A workaround fix is easy. We can leave the header intact. With this patch,
the failure goes away and generic/013 passed 300 times.

diff --git a/fs/btrfs/disk-io.c b/fs/btrfs/disk-io.c
index 8ab185182c30..f43104224c92 100644
--- a/fs/btrfs/disk-io.c
+++ b/fs/btrfs/disk-io.c
@@ -278,7 +278,9 @@ blk_status_t btree_csum_one_bio(struct btrfs_bio *bbio)
* ordering of I/O without unnecessarily writing out data.
*/
if (test_bit(EXTENT_BUFFER_ZONED_ZEROOUT, &eb->bflags)) {
- memzero_extent_buffer(eb, 0, eb->len);
+ const unsigned long header_size = sizeof(struct btrfs_header);
+
+ memzero_extent_buffer(eb, header_size, eb->len - header_size);
return BLK_STS_OK;
}

[Remaining Questions]

Timeline of the faulty referenced extent buffer should be following:

- (allocated)
- btrfs_clear_buffer_dirty: set EXTENT_BUFFER_ZONED_ZEROOUT
- btree_csum_one_bio: zero out entire buffer
- (written to device?)
- btrfs_free_tree_block: add DROP_DELAYED_REF

Q1. I previously assumed at btrfs_clear_buffer_dirty, there is no reference
left.
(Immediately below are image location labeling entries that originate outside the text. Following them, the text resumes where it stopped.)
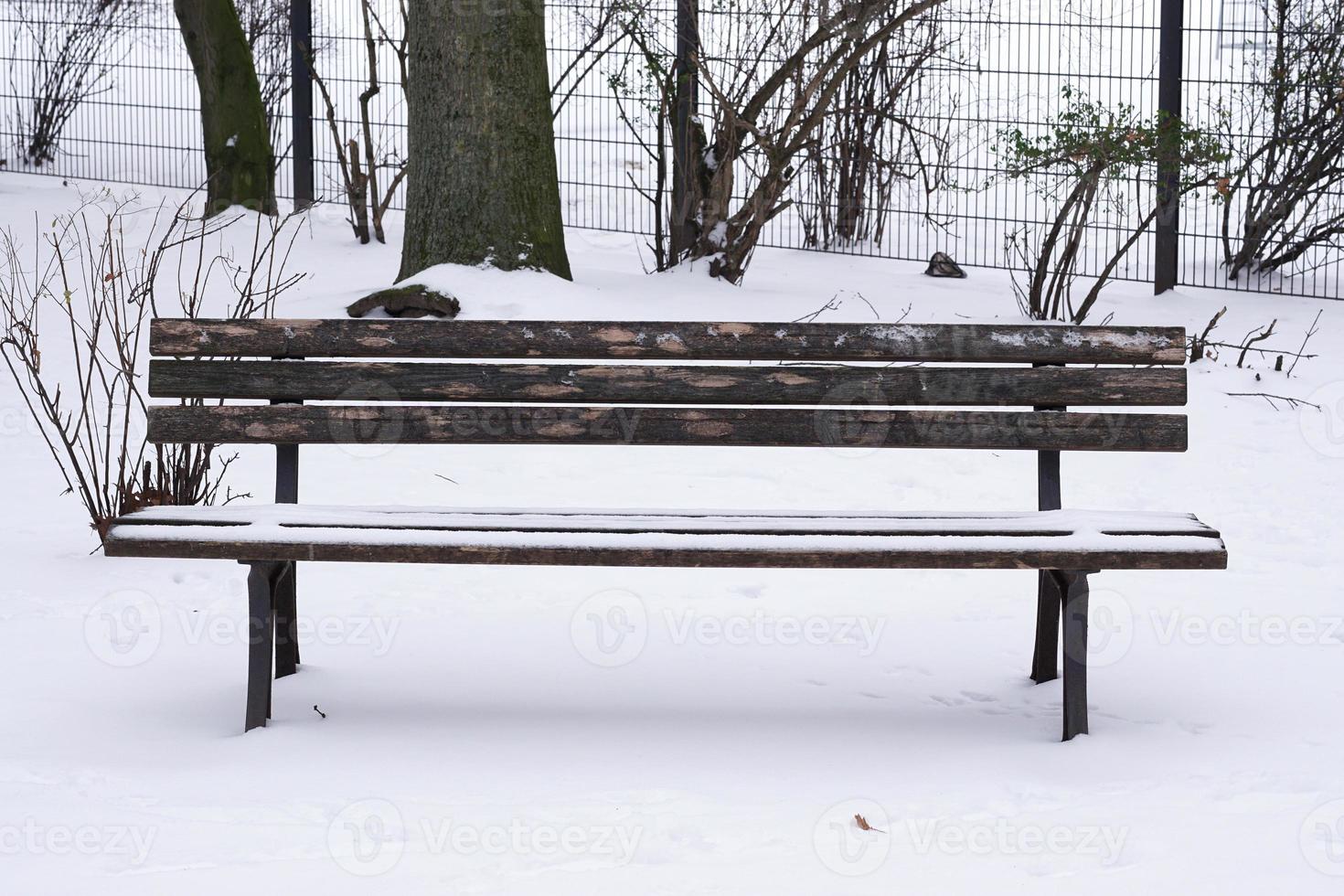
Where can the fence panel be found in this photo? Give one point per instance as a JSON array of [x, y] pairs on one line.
[[1004, 66]]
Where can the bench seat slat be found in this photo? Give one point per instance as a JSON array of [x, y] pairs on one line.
[[780, 427], [669, 340], [663, 384], [1063, 539]]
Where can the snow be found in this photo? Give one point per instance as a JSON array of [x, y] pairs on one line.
[[502, 730], [597, 529]]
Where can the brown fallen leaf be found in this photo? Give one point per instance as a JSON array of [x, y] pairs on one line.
[[863, 824]]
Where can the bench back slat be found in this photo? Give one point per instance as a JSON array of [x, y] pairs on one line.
[[717, 426], [664, 384], [669, 340]]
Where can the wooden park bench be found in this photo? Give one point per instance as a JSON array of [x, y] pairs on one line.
[[994, 387]]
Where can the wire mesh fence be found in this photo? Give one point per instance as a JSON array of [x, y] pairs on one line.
[[1000, 65]]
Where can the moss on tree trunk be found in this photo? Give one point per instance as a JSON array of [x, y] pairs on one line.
[[238, 154], [481, 183]]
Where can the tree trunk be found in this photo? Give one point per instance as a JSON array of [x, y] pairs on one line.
[[233, 117], [481, 183]]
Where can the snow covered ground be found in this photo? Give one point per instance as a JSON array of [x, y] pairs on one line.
[[483, 736]]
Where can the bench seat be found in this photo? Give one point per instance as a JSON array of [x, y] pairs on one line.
[[880, 387], [992, 540]]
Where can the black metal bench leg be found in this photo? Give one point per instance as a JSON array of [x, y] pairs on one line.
[[1044, 661], [261, 624], [286, 623], [1074, 586]]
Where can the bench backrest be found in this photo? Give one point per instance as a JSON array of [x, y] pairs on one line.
[[668, 383]]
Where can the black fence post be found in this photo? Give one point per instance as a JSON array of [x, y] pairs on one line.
[[1171, 53], [684, 108], [302, 100]]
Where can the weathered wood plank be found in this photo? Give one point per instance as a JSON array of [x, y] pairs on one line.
[[126, 543], [971, 343], [663, 384], [515, 423]]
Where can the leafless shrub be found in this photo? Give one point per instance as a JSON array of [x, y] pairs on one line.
[[880, 137], [365, 160], [266, 27], [82, 383], [1284, 199], [773, 102], [73, 46], [1083, 162]]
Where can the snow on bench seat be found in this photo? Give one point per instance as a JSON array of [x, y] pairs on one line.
[[1050, 540]]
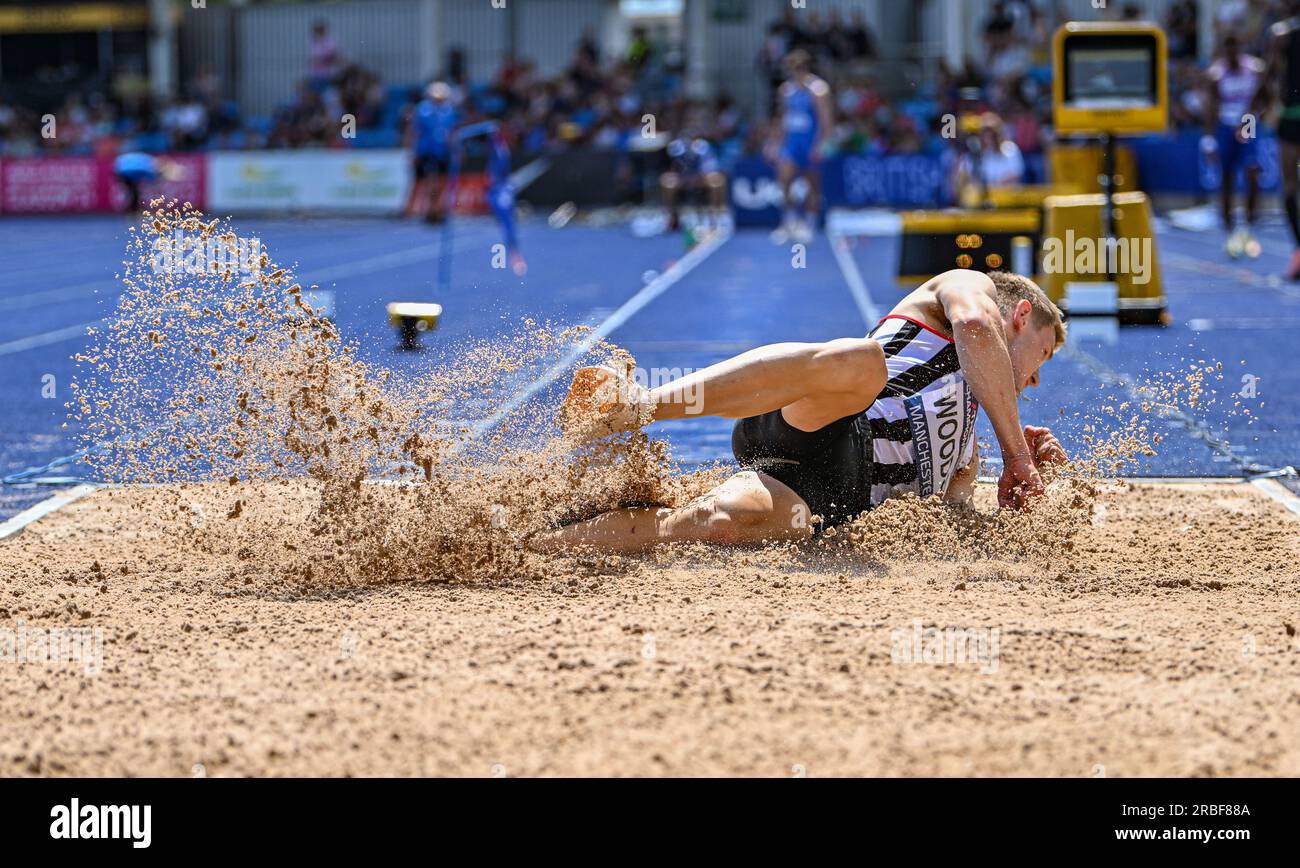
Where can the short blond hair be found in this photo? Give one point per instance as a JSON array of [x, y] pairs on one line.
[[1012, 289]]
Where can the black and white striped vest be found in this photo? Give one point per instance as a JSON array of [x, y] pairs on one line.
[[923, 422]]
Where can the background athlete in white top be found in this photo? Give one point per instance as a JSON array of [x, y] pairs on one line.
[[806, 434]]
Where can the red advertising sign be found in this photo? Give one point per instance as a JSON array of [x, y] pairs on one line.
[[50, 185], [60, 185]]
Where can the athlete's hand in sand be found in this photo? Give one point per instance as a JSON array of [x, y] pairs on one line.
[[603, 402], [1044, 446], [1019, 481]]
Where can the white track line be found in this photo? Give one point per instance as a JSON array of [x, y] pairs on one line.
[[648, 294], [46, 338], [853, 277], [46, 507], [1278, 493]]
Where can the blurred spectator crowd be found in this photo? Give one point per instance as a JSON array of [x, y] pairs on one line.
[[602, 100]]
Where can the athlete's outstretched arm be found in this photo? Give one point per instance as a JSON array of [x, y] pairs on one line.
[[986, 360]]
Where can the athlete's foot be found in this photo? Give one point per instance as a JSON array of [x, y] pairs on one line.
[[1252, 246], [603, 402], [1294, 268], [1235, 243]]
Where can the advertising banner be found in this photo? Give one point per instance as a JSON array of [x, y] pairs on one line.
[[373, 182]]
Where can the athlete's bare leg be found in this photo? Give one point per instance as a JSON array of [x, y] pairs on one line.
[[811, 208], [813, 383], [748, 508], [1288, 155]]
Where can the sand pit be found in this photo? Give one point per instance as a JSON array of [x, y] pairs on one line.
[[1161, 643]]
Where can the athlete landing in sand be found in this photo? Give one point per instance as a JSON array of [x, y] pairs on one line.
[[833, 429]]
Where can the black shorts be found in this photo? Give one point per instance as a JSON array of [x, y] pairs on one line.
[[1288, 130], [428, 165], [830, 468]]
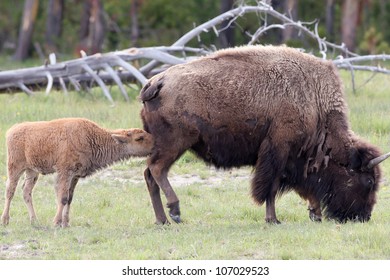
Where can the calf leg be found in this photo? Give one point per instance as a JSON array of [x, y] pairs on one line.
[[314, 209], [65, 211], [11, 184], [154, 192], [62, 192], [31, 178]]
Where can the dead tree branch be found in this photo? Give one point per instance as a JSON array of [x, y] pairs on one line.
[[119, 67]]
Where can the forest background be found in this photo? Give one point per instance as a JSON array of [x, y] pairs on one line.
[[34, 28]]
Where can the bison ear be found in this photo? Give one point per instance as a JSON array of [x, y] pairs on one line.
[[355, 159], [120, 139]]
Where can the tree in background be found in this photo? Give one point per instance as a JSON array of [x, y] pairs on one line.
[[121, 24], [226, 37], [55, 13], [92, 27], [351, 15], [26, 29], [290, 8]]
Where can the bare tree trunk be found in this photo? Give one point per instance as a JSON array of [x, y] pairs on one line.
[[226, 37], [26, 29], [54, 24], [92, 29], [330, 19], [350, 16], [291, 10], [134, 22]]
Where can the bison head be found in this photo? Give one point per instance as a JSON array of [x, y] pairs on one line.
[[345, 193]]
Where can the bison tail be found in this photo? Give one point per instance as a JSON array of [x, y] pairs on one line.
[[150, 91]]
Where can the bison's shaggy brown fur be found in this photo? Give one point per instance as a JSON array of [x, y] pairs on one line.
[[275, 108], [72, 147]]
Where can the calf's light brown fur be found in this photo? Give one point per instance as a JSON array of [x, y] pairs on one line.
[[73, 148]]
But, the actual drop of the reference is done after
btrfs_free_tree_block. Is it too early to mark it EXTENT_BUFFER_ZONED_ZEROOUT and
allow it to be zero out? Maybe, if the FS crashed just after writing zeroed
buffer to a device, re-mounted FS will see zero filled node and panic?

Q2. With the "buf->level != btrfs_header_level(buf)" check, I observed some
level mismatch printed with no delayed ref error followed. How can it
happen? I guess it is merged with the existing delayed refs ... but it does
not care the level mismatch?

Q3. My experience on debugging this suggests this bug is highly timing
related: adding debug prints in btrfs_free_tree_block prevents the bug to
appear. What is the reason behind this?